Do you openly share your feelings and your partner shares theirs?
Is the conflict resolved? Or do you have the same battles over and over again?
If it is the later case, you are not arguing constructively.
If he walks out the door, the bickering was not healthy. (Or the people weren’t.) Do I sound a bit jaded? Forgive me.
It is like music. There is tension and release. Human brains and emotions respond to that tension in a relationship, the same way we respond to good music, or a junkie responds to a fix and the withdrawal afterwards.
We know instinctively whether or not the relationship itself is healthy or not the same way. After interacting with the person, do you feel elated and want to do it again, or are we ashamed of ourselves and feel used.
All strong relationships have a tension and release, you cannot separate it from the relationship. It is the attraction part, the lust and fun part. You can decide that after interacting with the person you feel crummy and used, and break it off as unhealthy.
I think it depends on how you “fight” them. If you see every disagreement as “a fight” for example, then I think that’s not healthy on its face. If you can handle disagreement – and even cheerfully retain the disagreement – without having it affect your feeling for the other person, then you’re doing it right.
There are all kinds of websites to describe effective and healthy ways to work out disagreements. It took me a long time to learn some of that on my own, but it’s definitely worth knowing.
I think the bickering seen in the media is supposed to be funny, although I found it very tiresome. Talk about it with your SO. I’d say, if it doesn’t solve anything, then it is useless. How do you feel after a fight? Arguing always made my stomach ache. I avoided it. Talk together about your problem solving techniques. We decided that whoever ‘cared’ the most got his/her choice. (This won’t work if one person is always the one who gets to choose. )
Battles in a relationship are not always bad. Sometimes, there is really a need for a small conflict, so the problem at hand can be resolved, with both parties understanding why it happened.

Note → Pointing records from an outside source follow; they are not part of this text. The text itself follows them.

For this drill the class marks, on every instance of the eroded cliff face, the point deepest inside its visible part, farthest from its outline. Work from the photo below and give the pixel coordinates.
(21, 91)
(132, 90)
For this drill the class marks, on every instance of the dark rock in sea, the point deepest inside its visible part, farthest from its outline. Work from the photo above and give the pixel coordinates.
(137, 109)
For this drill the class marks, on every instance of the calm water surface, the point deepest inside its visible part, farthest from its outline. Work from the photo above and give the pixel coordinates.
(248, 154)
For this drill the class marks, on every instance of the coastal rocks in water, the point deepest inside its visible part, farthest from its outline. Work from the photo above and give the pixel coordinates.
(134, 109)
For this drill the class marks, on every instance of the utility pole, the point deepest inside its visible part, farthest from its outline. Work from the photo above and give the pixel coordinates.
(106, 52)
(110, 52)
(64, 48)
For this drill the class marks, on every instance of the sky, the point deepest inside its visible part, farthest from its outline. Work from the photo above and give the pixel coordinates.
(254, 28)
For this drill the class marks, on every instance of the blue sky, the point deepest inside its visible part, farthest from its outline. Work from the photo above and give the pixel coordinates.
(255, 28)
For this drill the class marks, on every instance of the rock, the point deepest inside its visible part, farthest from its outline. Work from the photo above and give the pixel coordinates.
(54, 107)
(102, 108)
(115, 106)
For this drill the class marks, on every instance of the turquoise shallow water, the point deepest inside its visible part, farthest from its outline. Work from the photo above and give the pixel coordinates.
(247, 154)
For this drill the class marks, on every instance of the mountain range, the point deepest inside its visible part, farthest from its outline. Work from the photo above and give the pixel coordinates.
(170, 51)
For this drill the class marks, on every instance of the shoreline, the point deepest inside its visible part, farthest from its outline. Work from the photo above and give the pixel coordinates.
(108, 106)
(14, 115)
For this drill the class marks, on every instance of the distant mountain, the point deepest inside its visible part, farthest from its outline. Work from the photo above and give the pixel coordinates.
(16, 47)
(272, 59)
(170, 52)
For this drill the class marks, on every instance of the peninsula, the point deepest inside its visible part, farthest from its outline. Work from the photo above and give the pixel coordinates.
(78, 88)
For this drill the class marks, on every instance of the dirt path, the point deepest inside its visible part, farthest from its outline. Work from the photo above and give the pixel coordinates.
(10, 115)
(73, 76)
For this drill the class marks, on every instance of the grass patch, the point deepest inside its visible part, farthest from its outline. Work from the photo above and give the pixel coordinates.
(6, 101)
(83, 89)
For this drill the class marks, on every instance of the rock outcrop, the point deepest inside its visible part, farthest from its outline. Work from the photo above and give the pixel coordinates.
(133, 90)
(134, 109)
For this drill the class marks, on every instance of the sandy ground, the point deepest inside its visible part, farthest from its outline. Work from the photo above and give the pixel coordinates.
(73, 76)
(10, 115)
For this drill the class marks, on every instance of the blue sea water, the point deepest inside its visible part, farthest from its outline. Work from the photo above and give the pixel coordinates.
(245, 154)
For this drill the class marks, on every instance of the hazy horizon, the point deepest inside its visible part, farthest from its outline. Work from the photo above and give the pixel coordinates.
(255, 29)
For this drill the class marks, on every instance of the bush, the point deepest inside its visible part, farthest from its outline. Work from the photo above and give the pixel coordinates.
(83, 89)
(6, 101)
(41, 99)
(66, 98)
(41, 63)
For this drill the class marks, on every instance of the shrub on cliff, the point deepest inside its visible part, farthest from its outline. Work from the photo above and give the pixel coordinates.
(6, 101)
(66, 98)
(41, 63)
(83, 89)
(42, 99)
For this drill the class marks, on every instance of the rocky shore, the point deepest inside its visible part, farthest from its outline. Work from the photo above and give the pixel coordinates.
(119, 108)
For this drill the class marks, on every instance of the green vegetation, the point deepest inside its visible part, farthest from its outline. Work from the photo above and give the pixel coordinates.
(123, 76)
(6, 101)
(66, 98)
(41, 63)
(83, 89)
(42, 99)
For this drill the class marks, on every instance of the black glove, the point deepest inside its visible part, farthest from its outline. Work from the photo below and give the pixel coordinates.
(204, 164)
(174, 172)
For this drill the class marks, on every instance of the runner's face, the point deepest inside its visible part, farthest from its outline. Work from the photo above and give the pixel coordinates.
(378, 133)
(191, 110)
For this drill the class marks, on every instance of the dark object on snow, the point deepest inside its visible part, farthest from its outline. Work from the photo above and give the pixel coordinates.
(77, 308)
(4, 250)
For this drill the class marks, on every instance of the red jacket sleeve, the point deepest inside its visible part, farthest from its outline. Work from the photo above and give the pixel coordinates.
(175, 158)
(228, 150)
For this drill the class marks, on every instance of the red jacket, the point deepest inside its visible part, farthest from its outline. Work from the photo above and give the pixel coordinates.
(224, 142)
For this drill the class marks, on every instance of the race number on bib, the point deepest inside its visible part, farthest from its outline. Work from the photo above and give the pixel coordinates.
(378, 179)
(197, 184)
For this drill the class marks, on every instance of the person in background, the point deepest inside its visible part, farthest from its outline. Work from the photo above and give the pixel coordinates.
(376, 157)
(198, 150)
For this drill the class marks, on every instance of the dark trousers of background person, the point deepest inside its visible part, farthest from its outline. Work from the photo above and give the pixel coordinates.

The best part….......IS THE MAKEUP !
If there is any condescension at all, it isn’t healthy.
I think they’re just indicative of our wanting our own way or at least believing it’s best, neither of which are inherently bad, but sometimes we let them get the better of us. If the small battles aren’t adding up to bigger ones, stemming from vindictiveness, or overly one-sided there’s little to be concerned with; particularly in what would be seen as an otherwise healthy relationship.
Relationships are a LOT of work, and it takes two progressive and self aware people to pull off anything remotely healthy.
‘Healthy” is respect, compassion, empathy, and also the ability to look at ones own programing, triggers, hot spots.
‘Unhealthy” is hard core ego, gotta “win”, be “right” at all costs.
Personally, I have done a shitload of “work” over the years and I find that most relationships are a lot more work than I care to participate in these days.
Oh the joys of being a fully self realized person. It only takes 4–5 decades. lol
Any fight my hubby and I have gotten into has been followed by talks later about what we could have done better and apologies, if needed. The thing about our fights is that we generally feel better about one another after.